# A tour for Spark's toolset
![](images/toolset.png)

**TOC**
- Running production applications with spark-submit
- Datasets: type-safe APIs for structured data
- Structured Streaming
- Machine learning and advanced analytics
- Resilient Distributed Datasets (RDD): Spark’s low level APIs
- SparkR
- The third-party package ecosystem

## Running Production Applications

- `spark-submit`: send application code to a cluster and excute there. (via cluster manager)
- application run until it exits (complete the task) or encounters an error

**Spark's cluster manager**
- Standlone
- Mesos
- YARN

### Examples

In [None]:
## not run here
## scala version
## only via Command Line under spark root directory
./bin/spark-submit \
    --class org.apache.spark.examples.SparkPi \
    --master local \
    ./examples/jars/spark-examples_2.11-2.2.0.jar 10

This sample application calculates the digits of pi to a certain level of estimation. Here, we’ve told spark-submit that we want to run on our local machine, which class and which JAR we would like to run, and some command-line arguments for that class

In [None]:
## not run here
## python version
./bin/spark-submit \
    --master local \
    ./examples/src/main/python/pi.py 10

By changing the master argument of `spark-submit`, we can also submit the same application to a cluster running Spark’s standalone cluster manager, Mesos or YARN

## Datasets: Type-Safe Structured APIs
- Only for **statically typed** code: Java and Scale  
- Not available for **dynamically typed** language: Python and R

Similar to Java `ArrayList` or Scala `Seq`
- APIs are *type-safe*

*Come back in the future*

## Structured Streamming (Part V)
- high-level API for stream processing.
- reduce latency and allow incremental processing.
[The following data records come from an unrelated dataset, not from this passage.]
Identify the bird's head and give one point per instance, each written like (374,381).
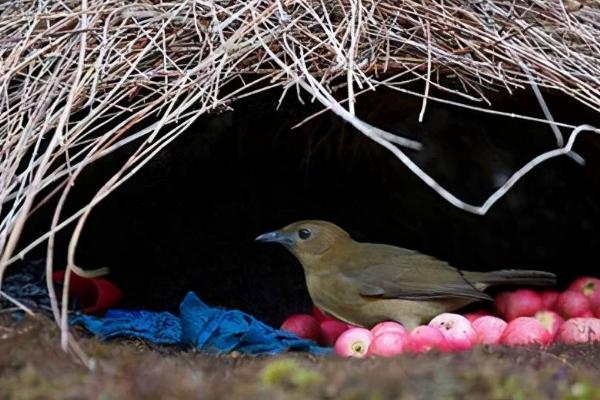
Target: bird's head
(307,239)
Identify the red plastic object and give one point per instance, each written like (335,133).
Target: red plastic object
(95,295)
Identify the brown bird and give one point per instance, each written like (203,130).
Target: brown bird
(366,283)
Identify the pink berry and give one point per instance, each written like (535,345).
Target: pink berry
(572,304)
(331,330)
(524,331)
(457,330)
(354,342)
(388,326)
(551,321)
(424,338)
(388,344)
(303,325)
(489,329)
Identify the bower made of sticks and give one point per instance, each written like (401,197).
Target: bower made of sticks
(159,139)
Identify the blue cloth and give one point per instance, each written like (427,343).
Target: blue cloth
(208,329)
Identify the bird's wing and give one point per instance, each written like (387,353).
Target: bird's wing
(413,276)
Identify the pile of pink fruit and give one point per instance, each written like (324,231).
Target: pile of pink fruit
(522,317)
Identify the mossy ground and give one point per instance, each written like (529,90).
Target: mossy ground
(32,366)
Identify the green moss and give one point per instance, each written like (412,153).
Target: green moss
(288,373)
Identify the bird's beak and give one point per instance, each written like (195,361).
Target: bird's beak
(276,237)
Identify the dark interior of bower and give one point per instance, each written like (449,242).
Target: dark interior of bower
(187,220)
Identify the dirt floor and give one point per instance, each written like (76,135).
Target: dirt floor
(32,366)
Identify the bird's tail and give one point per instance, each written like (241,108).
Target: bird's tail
(511,277)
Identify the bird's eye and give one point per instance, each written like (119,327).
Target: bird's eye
(304,234)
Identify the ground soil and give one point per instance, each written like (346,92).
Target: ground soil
(32,366)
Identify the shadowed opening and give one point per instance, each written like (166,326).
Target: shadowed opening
(187,221)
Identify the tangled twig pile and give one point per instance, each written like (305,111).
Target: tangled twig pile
(80,79)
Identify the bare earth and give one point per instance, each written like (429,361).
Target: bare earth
(32,366)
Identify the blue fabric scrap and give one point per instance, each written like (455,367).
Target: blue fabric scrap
(208,329)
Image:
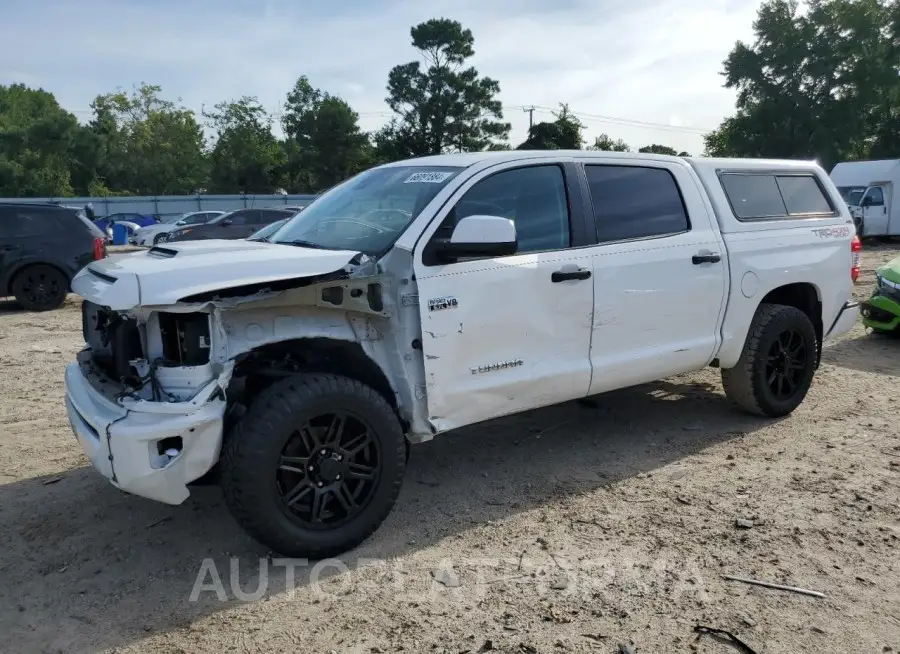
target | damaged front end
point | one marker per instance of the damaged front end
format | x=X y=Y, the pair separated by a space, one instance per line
x=168 y=368
x=146 y=401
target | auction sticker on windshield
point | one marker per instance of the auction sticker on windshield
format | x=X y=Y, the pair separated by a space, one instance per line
x=430 y=178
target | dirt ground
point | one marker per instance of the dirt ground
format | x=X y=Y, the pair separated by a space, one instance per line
x=570 y=529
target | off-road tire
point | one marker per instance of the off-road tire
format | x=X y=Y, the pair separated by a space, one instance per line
x=745 y=384
x=251 y=453
x=53 y=283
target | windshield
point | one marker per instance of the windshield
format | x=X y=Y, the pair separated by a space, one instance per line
x=852 y=194
x=368 y=212
x=267 y=231
x=219 y=218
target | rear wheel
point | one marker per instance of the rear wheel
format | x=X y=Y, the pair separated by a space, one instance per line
x=776 y=367
x=40 y=288
x=315 y=466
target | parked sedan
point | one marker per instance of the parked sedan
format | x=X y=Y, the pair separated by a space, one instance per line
x=155 y=234
x=237 y=224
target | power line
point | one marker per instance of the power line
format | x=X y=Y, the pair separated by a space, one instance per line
x=530 y=112
x=631 y=122
x=529 y=109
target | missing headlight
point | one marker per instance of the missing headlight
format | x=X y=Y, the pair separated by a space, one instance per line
x=185 y=338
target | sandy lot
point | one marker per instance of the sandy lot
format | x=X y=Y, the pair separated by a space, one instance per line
x=570 y=529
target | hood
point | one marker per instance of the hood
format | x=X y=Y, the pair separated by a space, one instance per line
x=163 y=275
x=890 y=271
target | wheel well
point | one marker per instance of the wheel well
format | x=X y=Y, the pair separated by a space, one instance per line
x=805 y=297
x=12 y=278
x=268 y=363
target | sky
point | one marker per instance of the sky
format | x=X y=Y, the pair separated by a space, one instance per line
x=646 y=71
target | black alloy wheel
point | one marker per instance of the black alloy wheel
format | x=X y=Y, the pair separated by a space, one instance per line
x=786 y=363
x=328 y=470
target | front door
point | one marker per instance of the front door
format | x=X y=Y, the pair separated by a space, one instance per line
x=509 y=333
x=875 y=211
x=659 y=275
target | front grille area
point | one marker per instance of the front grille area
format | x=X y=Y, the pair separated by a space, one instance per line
x=115 y=341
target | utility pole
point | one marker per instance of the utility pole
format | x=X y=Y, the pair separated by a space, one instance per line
x=530 y=112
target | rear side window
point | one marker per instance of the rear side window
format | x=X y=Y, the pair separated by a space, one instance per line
x=635 y=202
x=761 y=196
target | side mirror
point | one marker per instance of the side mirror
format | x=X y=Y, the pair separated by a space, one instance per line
x=479 y=236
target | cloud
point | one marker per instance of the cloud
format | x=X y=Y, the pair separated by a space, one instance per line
x=645 y=60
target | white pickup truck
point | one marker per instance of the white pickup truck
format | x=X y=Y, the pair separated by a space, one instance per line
x=425 y=295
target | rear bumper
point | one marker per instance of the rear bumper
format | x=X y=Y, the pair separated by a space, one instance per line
x=123 y=444
x=846 y=318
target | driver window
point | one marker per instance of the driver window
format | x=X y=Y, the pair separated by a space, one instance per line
x=534 y=198
x=875 y=197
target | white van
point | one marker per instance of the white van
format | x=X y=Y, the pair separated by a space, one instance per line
x=870 y=189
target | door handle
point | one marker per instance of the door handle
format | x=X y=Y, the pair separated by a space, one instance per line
x=712 y=257
x=566 y=275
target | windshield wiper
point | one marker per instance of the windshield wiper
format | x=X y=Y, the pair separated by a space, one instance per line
x=305 y=244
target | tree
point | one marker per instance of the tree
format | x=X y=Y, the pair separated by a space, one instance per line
x=246 y=157
x=38 y=142
x=325 y=144
x=822 y=83
x=564 y=133
x=606 y=143
x=446 y=107
x=146 y=145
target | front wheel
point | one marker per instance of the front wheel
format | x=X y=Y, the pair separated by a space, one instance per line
x=776 y=367
x=315 y=465
x=40 y=288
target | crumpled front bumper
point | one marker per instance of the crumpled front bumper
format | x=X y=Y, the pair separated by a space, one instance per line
x=122 y=439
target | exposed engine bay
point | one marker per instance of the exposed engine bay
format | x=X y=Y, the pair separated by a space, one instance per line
x=166 y=359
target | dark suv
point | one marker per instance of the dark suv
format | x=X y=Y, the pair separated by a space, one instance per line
x=42 y=246
x=237 y=224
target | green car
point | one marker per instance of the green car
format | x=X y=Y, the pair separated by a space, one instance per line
x=882 y=311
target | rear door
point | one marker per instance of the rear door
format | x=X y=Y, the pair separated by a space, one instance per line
x=875 y=210
x=509 y=333
x=659 y=272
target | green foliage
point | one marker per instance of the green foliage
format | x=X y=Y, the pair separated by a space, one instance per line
x=446 y=107
x=822 y=83
x=818 y=81
x=246 y=157
x=324 y=142
x=606 y=143
x=146 y=145
x=38 y=140
x=564 y=133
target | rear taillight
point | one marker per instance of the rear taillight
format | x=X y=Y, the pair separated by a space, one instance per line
x=855 y=249
x=99 y=248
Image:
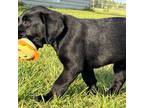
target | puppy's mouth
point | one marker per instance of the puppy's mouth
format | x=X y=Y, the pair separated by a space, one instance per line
x=37 y=41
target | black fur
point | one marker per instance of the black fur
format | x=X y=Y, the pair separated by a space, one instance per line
x=81 y=45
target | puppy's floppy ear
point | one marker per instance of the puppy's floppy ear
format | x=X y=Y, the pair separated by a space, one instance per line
x=54 y=25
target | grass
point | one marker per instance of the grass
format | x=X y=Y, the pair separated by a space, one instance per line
x=37 y=77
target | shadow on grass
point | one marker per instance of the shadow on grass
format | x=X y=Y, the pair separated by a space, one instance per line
x=104 y=80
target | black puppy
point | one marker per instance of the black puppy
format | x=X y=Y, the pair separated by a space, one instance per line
x=81 y=45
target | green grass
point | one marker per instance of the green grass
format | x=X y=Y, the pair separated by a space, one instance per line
x=37 y=77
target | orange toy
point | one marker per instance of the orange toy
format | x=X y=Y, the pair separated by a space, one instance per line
x=27 y=50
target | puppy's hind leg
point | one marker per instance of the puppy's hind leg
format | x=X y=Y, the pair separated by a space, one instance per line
x=119 y=78
x=89 y=78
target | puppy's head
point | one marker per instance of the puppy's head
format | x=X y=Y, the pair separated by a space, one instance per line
x=40 y=25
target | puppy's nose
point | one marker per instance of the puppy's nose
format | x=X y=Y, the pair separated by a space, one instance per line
x=21 y=31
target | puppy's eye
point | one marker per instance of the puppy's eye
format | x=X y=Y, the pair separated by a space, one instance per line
x=26 y=23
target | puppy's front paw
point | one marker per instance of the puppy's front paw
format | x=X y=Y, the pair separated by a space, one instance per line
x=44 y=98
x=38 y=98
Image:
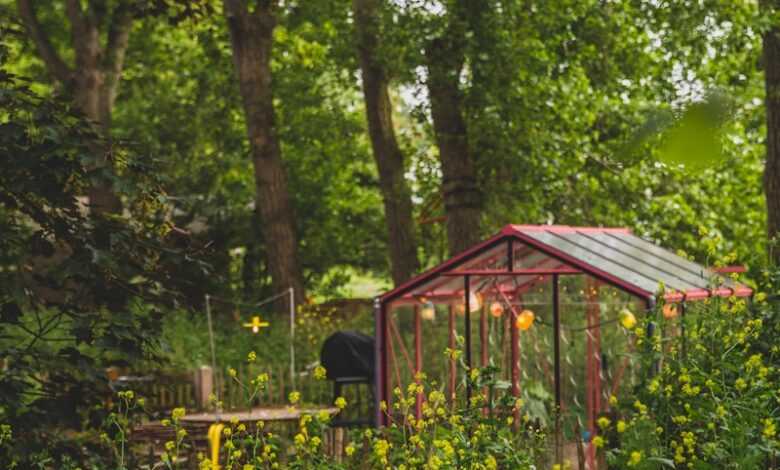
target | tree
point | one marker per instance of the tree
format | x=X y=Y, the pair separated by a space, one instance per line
x=445 y=59
x=94 y=77
x=251 y=37
x=109 y=297
x=771 y=43
x=387 y=154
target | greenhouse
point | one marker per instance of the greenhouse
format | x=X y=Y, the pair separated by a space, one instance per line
x=548 y=306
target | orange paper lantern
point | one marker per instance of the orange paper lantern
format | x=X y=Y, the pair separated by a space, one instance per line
x=670 y=311
x=496 y=309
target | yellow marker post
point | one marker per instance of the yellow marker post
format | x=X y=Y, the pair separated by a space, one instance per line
x=256 y=324
x=215 y=432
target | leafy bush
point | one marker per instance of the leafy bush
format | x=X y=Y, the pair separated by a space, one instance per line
x=714 y=401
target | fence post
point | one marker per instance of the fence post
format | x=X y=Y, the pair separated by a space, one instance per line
x=204 y=386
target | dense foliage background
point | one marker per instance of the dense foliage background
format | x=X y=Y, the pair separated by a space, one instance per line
x=382 y=129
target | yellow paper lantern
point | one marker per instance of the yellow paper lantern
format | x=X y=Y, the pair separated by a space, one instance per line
x=475 y=302
x=496 y=309
x=525 y=320
x=428 y=311
x=627 y=319
x=670 y=311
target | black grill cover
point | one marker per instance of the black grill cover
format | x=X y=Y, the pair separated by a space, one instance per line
x=348 y=354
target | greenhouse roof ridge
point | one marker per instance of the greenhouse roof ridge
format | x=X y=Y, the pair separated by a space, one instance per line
x=613 y=255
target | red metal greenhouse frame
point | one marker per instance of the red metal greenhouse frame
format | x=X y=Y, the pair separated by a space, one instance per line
x=518 y=257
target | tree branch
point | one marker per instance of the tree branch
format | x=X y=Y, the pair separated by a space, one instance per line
x=57 y=68
x=116 y=46
x=235 y=8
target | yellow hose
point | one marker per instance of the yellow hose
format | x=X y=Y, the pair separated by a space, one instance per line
x=215 y=432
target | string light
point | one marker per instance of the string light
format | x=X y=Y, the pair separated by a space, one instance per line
x=428 y=311
x=627 y=319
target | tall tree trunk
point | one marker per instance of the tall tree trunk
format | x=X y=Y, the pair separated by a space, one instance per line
x=771 y=44
x=389 y=159
x=462 y=196
x=94 y=79
x=251 y=36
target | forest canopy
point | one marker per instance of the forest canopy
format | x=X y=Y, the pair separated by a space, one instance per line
x=154 y=151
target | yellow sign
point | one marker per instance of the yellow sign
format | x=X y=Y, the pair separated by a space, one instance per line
x=215 y=431
x=256 y=324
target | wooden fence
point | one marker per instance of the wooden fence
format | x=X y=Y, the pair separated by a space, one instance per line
x=196 y=390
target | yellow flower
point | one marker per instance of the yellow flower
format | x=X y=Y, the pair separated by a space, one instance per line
x=178 y=413
x=381 y=447
x=627 y=319
x=340 y=403
x=621 y=426
x=323 y=416
x=769 y=429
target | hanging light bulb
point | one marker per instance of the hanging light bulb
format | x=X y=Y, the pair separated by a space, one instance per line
x=627 y=319
x=496 y=309
x=428 y=311
x=670 y=311
x=475 y=302
x=525 y=320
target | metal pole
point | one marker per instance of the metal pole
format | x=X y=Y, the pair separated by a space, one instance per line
x=213 y=353
x=682 y=328
x=292 y=337
x=467 y=333
x=510 y=255
x=453 y=370
x=379 y=369
x=417 y=359
x=557 y=359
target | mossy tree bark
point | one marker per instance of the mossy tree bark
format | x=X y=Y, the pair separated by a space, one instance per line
x=387 y=154
x=771 y=43
x=251 y=37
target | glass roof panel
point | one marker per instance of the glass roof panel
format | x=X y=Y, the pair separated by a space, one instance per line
x=642 y=262
x=669 y=260
x=595 y=260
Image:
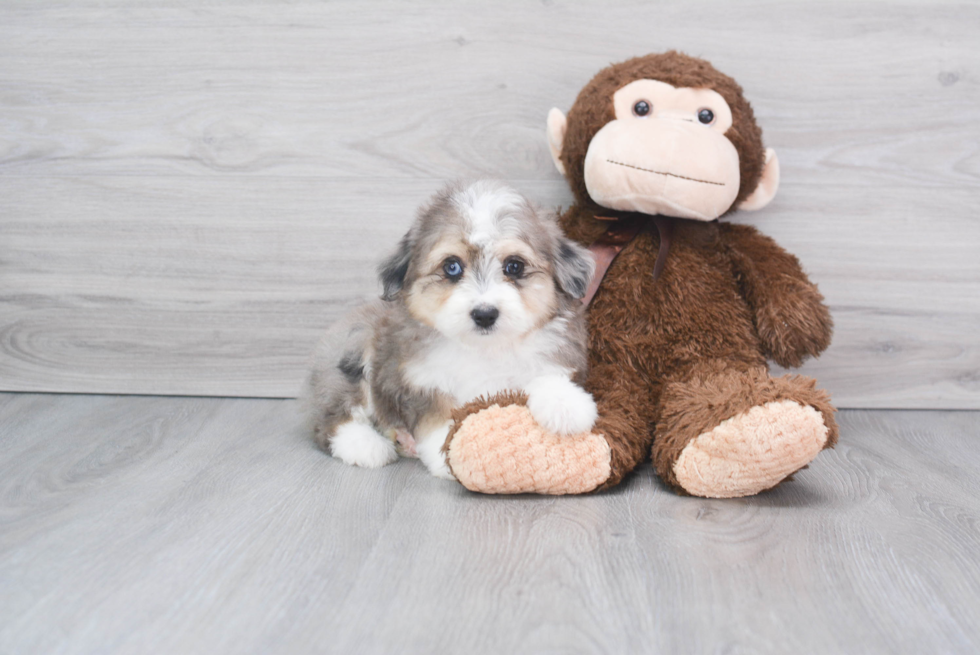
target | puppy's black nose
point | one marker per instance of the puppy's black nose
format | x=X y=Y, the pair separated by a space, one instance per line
x=485 y=317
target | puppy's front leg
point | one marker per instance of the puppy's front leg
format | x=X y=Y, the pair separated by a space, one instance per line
x=560 y=405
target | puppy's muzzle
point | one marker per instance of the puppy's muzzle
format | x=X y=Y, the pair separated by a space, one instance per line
x=485 y=316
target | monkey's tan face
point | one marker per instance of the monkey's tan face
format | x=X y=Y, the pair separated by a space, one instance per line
x=665 y=153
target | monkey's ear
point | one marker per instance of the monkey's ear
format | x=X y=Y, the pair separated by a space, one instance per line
x=574 y=267
x=393 y=270
x=557 y=123
x=768 y=184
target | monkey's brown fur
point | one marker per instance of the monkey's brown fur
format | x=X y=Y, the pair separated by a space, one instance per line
x=672 y=358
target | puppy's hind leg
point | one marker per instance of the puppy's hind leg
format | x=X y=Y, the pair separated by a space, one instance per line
x=357 y=443
x=338 y=398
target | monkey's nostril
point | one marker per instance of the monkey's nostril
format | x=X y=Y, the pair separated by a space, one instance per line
x=485 y=317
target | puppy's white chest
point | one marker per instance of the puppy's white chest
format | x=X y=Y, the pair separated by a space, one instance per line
x=466 y=373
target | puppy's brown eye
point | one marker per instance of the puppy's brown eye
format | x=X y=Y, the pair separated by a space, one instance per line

#### Example - retail dataset

In [None]:
! head ../Spark-The-Definitive-Guide-master/data/retail-data/by-day/2010-12-01.csv -n 3

In [1]:
# create spark session
from pyspark.sql import SparkSession
spark = SparkSession.builder\
    .master('local[3]')\
    .appName('Cha3')\
    .getOrCreate()
    

In [2]:
# load the data as static DataFrame
staticDataFrame = spark.read.format('csv')\
    .option('header', 'true')\
    .option('inferSchema', 'true')\
    .load('../Spark-The-Definitive-Guide-master/data/retail-data/by-day/*.csv')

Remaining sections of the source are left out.